After a brief time at USC, Bryant earned a bachelor’s degree in performance from the San Francisco Conservatory of Music and a master’s in performance from Julliard. From 1998 to 2006, she served as assistant to chamber music master Charles Wadsworth at the Spoleto Festival USA, so she learned at the feet of the best. Wadsworth had a concert series that made stops at the Fine Arts Center, as well as in Columbia and Beaufort. However, after he retired a few years ago, the Fine Arts Center signed on for only two Wadsworth concerts annually. Bryant and her friends were enlisted to fill the other concert slots and brought with them the intensive school residencies.

“It was an opportunity to shake things up,” says Kristin Cobb, executive director of the Center. Arts education is a big part of the Center’s mission, and that was a big part of Bryant’s proposal. “It was a much broader scope than what we’d been doing, and it’s also a way to support artists who are from here.”

Bryant’s concerts and residencies, for which she won the 2010 McGraw-Hill Companies Robert Sherman Award for Arts Education and Community Outreach, take up a big part of her life, but she says: “I pretty much run the operation on the subway with my iPhone.” She also works as a professor’s assistant at Juilliard, teaches at a public school twice a week, and performs frequently, mostly in the Northeast. Not long ago, she wouldn’t have imagined having such a varied musical life in the vanguard of redefining the role of a classical musician.
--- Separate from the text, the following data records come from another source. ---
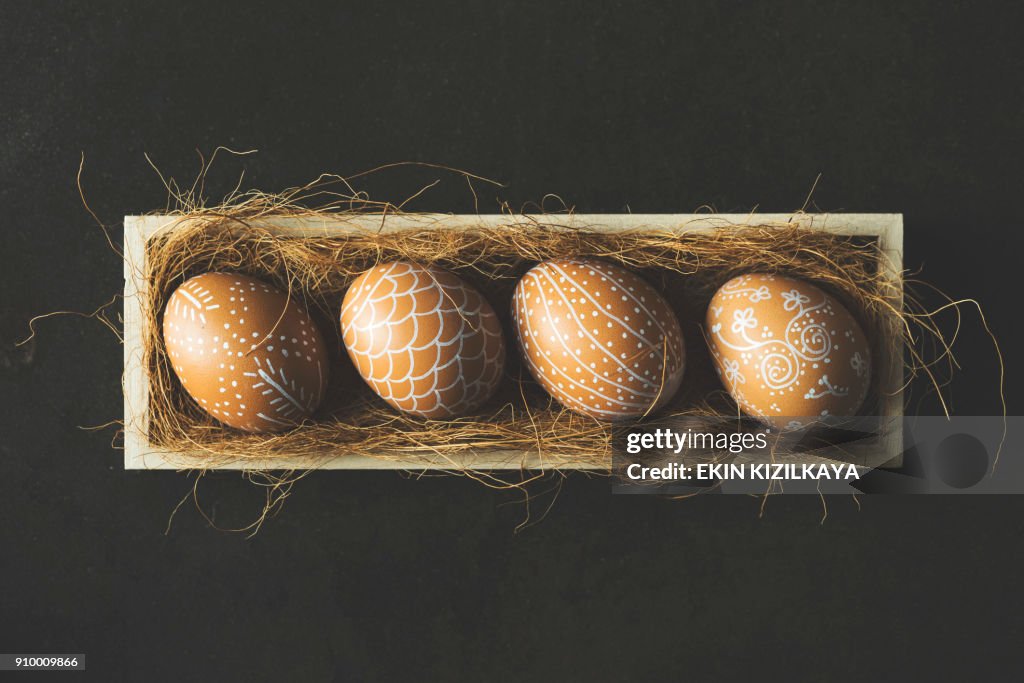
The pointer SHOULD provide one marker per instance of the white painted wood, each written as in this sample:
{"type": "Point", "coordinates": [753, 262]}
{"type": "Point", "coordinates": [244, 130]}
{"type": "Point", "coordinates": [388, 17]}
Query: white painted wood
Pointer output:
{"type": "Point", "coordinates": [888, 228]}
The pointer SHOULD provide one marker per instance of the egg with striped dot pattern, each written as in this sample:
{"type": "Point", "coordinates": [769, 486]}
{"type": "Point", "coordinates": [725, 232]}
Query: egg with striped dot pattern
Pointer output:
{"type": "Point", "coordinates": [425, 341]}
{"type": "Point", "coordinates": [250, 355]}
{"type": "Point", "coordinates": [600, 339]}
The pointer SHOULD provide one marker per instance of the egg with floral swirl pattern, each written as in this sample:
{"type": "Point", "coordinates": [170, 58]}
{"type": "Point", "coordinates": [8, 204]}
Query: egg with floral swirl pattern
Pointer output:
{"type": "Point", "coordinates": [786, 351]}
{"type": "Point", "coordinates": [425, 341]}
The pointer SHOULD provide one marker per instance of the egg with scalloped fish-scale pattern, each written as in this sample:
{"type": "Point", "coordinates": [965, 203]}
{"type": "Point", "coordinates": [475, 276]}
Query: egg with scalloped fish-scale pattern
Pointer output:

“When I came to Julliard eight years ago, my dream was that I’d be a cellist in a string quartet and have an agent who’d set everything up,” Bryant says. “I was in a quartet that I was serious with that had just broken up, and I felt a little defeated. At The Academy, this whole new world opened up with this little family of musicians. My dreams have changed. I’ve found my dream through this.”